Portugal - Musée

L’héritage en pointillé du nouveau Musée d’art contemporain de Lisbonne

Par Jean-Christophe Castelain · Le Journal des Arts

Le 2 juin 2025 - 784 mots

Le MAC / CCB succède au Musée Berardo dans une relation ambivalente avec la collection de l’homme d’affaires.

Le MAC/CCB à Lisbonne. © Estelle Valent
Le MAC / CCB à Lisbonne.
© Estelle Valent

Lisbonne (Portugal). En octobre 2023, le Centre culturel de Belém célébrait en grande pompe l’inauguration en ses murs de son nouveau musée d’art contemporain dénommé MAC / CCB, pour Musée d’art contemporain / Centre culturel de Belém. Ce nouveau musée doit cependant composer avec un héritage à la fois encombrant et indispensable : la collection Berardo.

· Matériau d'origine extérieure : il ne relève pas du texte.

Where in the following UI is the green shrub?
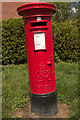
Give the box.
[2,19,26,64]
[52,20,79,62]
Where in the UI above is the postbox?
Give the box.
[17,2,58,116]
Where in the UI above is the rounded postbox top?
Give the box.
[17,2,56,16]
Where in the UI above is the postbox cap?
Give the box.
[17,2,56,16]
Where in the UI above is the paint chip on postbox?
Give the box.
[34,32,46,50]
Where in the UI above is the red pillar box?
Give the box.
[17,2,57,116]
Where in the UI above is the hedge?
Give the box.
[2,18,79,65]
[2,19,26,65]
[53,20,79,62]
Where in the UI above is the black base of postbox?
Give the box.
[30,91,58,117]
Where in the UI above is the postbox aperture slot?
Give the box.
[34,32,46,50]
[31,22,47,27]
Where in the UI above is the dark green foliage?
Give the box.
[2,19,26,64]
[53,20,79,62]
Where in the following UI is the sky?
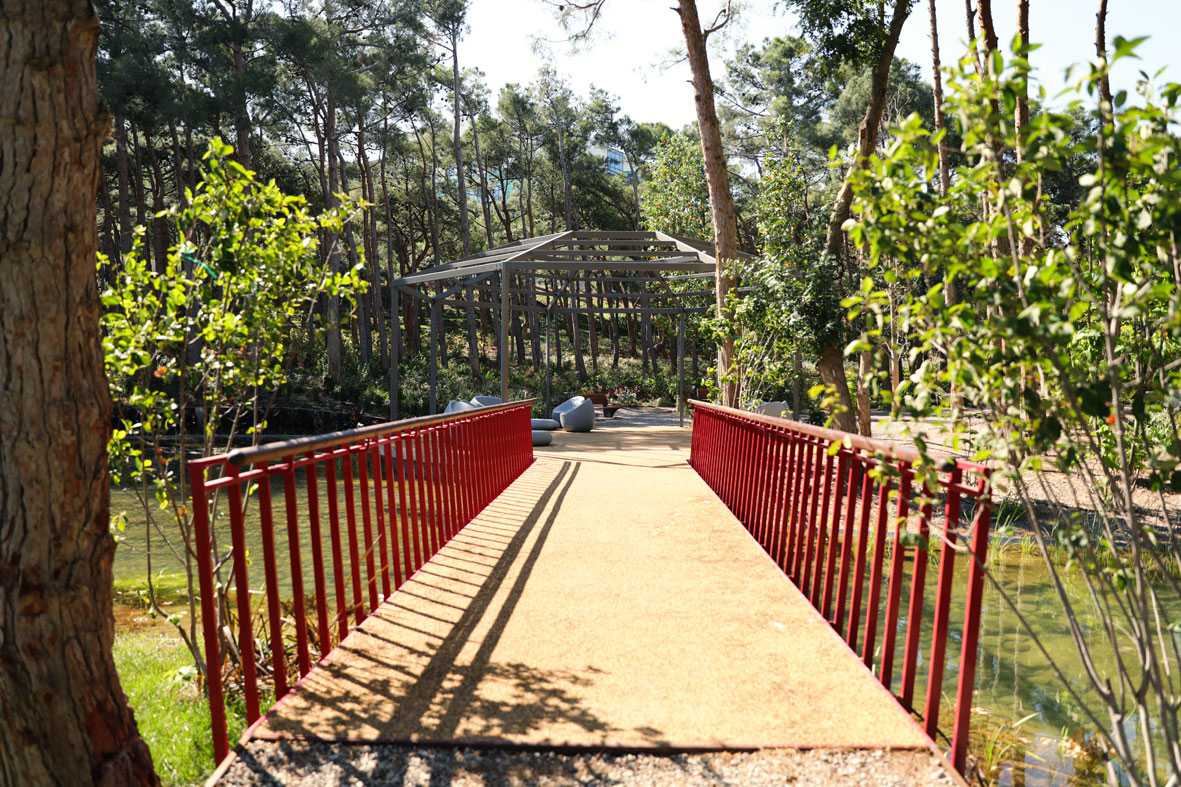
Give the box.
[459,0,1181,128]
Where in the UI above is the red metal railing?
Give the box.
[690,401,991,773]
[188,401,533,761]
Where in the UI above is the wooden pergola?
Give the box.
[390,229,736,418]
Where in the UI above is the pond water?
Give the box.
[112,480,1181,785]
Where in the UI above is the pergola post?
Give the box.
[500,262,513,402]
[390,282,402,421]
[677,317,685,427]
[426,299,442,415]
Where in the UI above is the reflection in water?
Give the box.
[973,548,1166,785]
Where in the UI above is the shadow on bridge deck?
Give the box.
[214,418,958,772]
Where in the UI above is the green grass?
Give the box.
[115,630,244,785]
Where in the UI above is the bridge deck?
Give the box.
[225,422,954,779]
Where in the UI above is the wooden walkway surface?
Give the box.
[222,419,958,779]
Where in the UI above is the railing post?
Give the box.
[952,497,992,773]
[259,468,287,700]
[226,464,260,724]
[922,467,963,740]
[189,462,229,762]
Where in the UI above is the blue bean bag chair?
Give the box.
[554,396,594,431]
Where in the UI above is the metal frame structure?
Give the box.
[390,229,745,418]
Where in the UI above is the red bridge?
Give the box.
[190,402,988,781]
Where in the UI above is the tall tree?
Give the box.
[550,0,738,406]
[430,0,471,256]
[677,0,738,406]
[0,0,156,785]
[792,0,912,434]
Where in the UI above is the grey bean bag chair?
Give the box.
[554,396,594,431]
[443,399,476,415]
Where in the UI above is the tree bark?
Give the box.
[816,0,911,431]
[1095,0,1115,112]
[470,115,495,243]
[115,115,132,254]
[976,0,998,53]
[0,0,157,785]
[927,0,958,321]
[323,86,345,381]
[677,0,738,406]
[450,25,471,256]
[927,0,949,195]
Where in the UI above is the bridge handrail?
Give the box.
[690,399,991,773]
[187,399,534,762]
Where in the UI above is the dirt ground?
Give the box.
[217,741,961,787]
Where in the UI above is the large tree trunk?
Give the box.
[451,32,471,256]
[115,115,132,254]
[0,0,156,785]
[1095,0,1115,112]
[678,0,738,406]
[816,0,911,431]
[927,0,949,194]
[471,115,495,248]
[231,41,254,169]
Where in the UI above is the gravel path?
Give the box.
[217,741,961,787]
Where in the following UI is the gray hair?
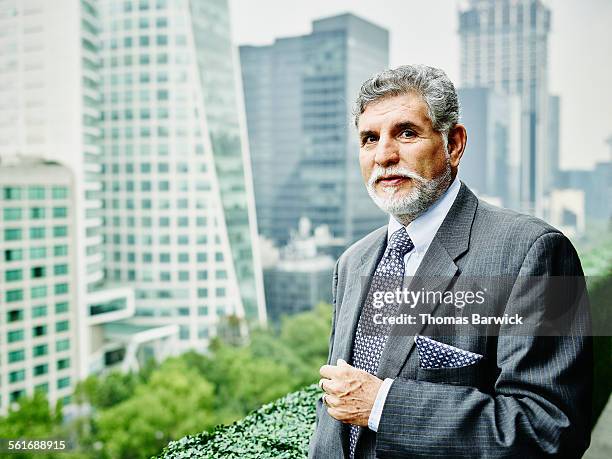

À son ouverture en 1992, l’immense CCB construit sur les bords du Tage en face du célèbre monastère des Hiéronymites a d’abord fonctionné comme un centre de conférences et un espace institutionnel pour les réunions de haut niveau liées à la présidence portugaise du Conseil de l’Union européenne cette année-là. C’est après cette phase institutionnelle qu’il est devenu un centre culturel – le plus grand du Portugal – avec des spectacles, un centre de conférences et un espace d’exposition. Une sorte de Forum Humboldt dans le récent château de Berlin, en plus méditerranéen.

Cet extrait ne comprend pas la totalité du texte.